FireWorks

Note: FireWorks is under active development. It is currently incomplete and not useable as workflow software. However, certain components of the code are available for initial testing.

FireWorks is a code for defining, managing, and executing scientific workflows. It can be used to automate most types of calculations over arbitrary computing resources.

Features

FireWorks is intended to be a friendly workflow software that is easy to get started with, but flexible enough to handle complicated use cases.
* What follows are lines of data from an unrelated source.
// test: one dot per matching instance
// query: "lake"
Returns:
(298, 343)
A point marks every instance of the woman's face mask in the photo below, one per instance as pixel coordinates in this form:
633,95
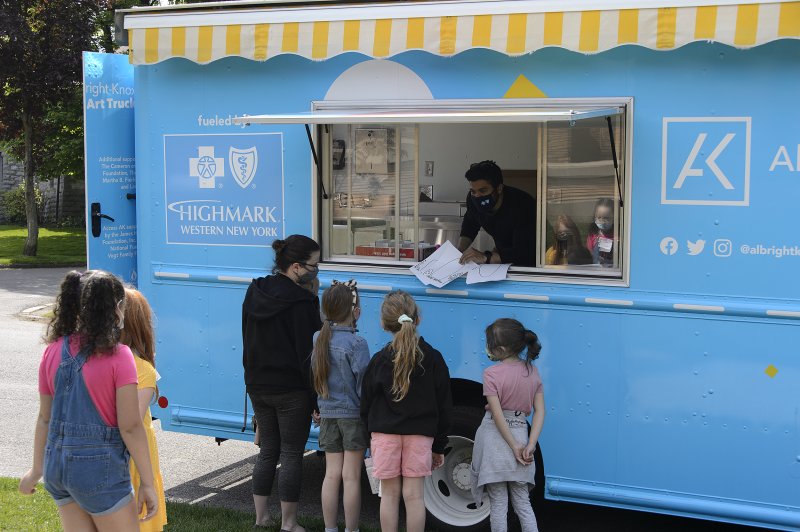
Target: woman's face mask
484,204
603,225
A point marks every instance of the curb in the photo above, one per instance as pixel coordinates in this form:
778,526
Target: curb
36,313
53,265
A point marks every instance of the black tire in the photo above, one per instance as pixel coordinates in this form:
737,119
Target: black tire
466,420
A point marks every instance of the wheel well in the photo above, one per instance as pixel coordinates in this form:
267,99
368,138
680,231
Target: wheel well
467,393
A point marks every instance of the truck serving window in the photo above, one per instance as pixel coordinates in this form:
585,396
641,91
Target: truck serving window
394,176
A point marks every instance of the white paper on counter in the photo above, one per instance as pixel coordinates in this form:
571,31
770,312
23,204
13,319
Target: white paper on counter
487,272
441,267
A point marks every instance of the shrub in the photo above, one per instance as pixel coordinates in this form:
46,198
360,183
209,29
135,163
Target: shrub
13,204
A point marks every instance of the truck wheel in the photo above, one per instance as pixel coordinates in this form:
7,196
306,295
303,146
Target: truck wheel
448,496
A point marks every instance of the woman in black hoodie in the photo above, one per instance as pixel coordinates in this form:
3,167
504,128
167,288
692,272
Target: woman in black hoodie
280,315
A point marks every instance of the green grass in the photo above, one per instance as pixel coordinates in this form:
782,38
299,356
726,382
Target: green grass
21,512
38,512
57,247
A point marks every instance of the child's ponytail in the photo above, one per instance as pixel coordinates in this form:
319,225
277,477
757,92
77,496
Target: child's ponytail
68,304
339,301
508,338
534,346
399,315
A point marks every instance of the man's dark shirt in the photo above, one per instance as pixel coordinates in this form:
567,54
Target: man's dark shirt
513,226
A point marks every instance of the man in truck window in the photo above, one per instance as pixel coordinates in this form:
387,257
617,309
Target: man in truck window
508,214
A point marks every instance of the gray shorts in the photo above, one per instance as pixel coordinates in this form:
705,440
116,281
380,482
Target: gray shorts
342,434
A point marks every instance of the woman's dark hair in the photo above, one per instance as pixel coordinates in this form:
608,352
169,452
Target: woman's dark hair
101,295
510,335
295,248
338,304
68,304
573,249
487,170
602,202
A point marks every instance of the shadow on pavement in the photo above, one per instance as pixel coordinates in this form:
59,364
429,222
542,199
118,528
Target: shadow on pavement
34,281
231,487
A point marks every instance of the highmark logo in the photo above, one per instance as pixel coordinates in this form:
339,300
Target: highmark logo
215,211
243,164
206,167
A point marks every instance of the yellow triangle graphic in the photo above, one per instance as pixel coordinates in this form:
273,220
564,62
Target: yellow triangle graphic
523,88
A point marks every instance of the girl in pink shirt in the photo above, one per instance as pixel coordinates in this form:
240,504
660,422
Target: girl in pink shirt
502,458
89,423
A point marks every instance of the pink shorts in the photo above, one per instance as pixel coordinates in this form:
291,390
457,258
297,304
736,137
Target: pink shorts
394,455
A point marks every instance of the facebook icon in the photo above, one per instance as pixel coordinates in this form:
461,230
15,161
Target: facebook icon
669,246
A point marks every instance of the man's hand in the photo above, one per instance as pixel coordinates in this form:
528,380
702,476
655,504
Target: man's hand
472,255
313,286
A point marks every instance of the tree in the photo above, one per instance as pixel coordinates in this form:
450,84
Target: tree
41,42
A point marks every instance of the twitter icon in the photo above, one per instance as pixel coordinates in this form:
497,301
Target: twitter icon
695,248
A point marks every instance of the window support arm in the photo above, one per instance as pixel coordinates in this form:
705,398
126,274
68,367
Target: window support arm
318,163
614,156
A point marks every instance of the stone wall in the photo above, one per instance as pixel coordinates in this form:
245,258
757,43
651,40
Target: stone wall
63,199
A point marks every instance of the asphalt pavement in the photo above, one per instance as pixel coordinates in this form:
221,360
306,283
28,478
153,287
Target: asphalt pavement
198,471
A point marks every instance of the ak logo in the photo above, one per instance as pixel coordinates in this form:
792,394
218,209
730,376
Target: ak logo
705,161
243,164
Some (but not all) of its features include:

  • Storage and management of workflows through MongoDB, a noSQL datastore that is flexible and easy to use.
  • Ability to distribute the calculations over multiple worker nodes, each of which might use different a queueing system and process a different type of calculations.
  • Support for dynamic workflows that that react to results programmatically. You can pre-specify what actions to take depending on the output of a workflow step (canceling a workflow, restarting the current step, or completely altering the workflow)
  • Detection of duplicate sub-workflows - automatically skip tasks that are duplicated between two workflows while still running unique sections
  • Plug-and-play on several large supercomputing clusters and queueing systems (future)
  • Monitoring of workflows through a web service (future)
  • Package many small jobs into a single large job (useful for running on HPC machines that stipulate a small number of large-CPU jobs). (future)

Limitations

Some limitations of FireWorks include:

  • FireWorks has not been stress tested to very large numbers of worker nodes.
  • FireWorks does not optimize the distribution of computing tasks over worker nodes (e.g., to minimize data movement); you must define such optimizations explicitly.
  • FireWorks is not designed to handle problems requiring movement and storage of extreme data sets (e.g., petabytes of data).
  • FireWorks is not designed to be real-time workflow software. If each of your workflow steps is only a few seconds long, there might be a noticeable lag between the time one workflow step completes and the next step begins.

Getting Started

To get started with FireWorks, we suggest that you follow our installation tutorial. The tutorial will help guide you through set up of both worker computers and the central computer, as well as demonstrate how to define and run basic workflows.

Contributing and Contact

Want to see something added or changed? There are many ways to make that a reality! Some ways to get involved are:

  • Help us improve the documentation - tell us where you got ‘stuck’.
  • Point us to areas of the code that are difficult to understand or use.
  • Tell us how you’re using FireWorks, and request new features.
  • Let us know if you need support for a queueing system.
  • Share code on how FireWorks might be used within a specific application.
  • Get in touch and contribute to the core codebase!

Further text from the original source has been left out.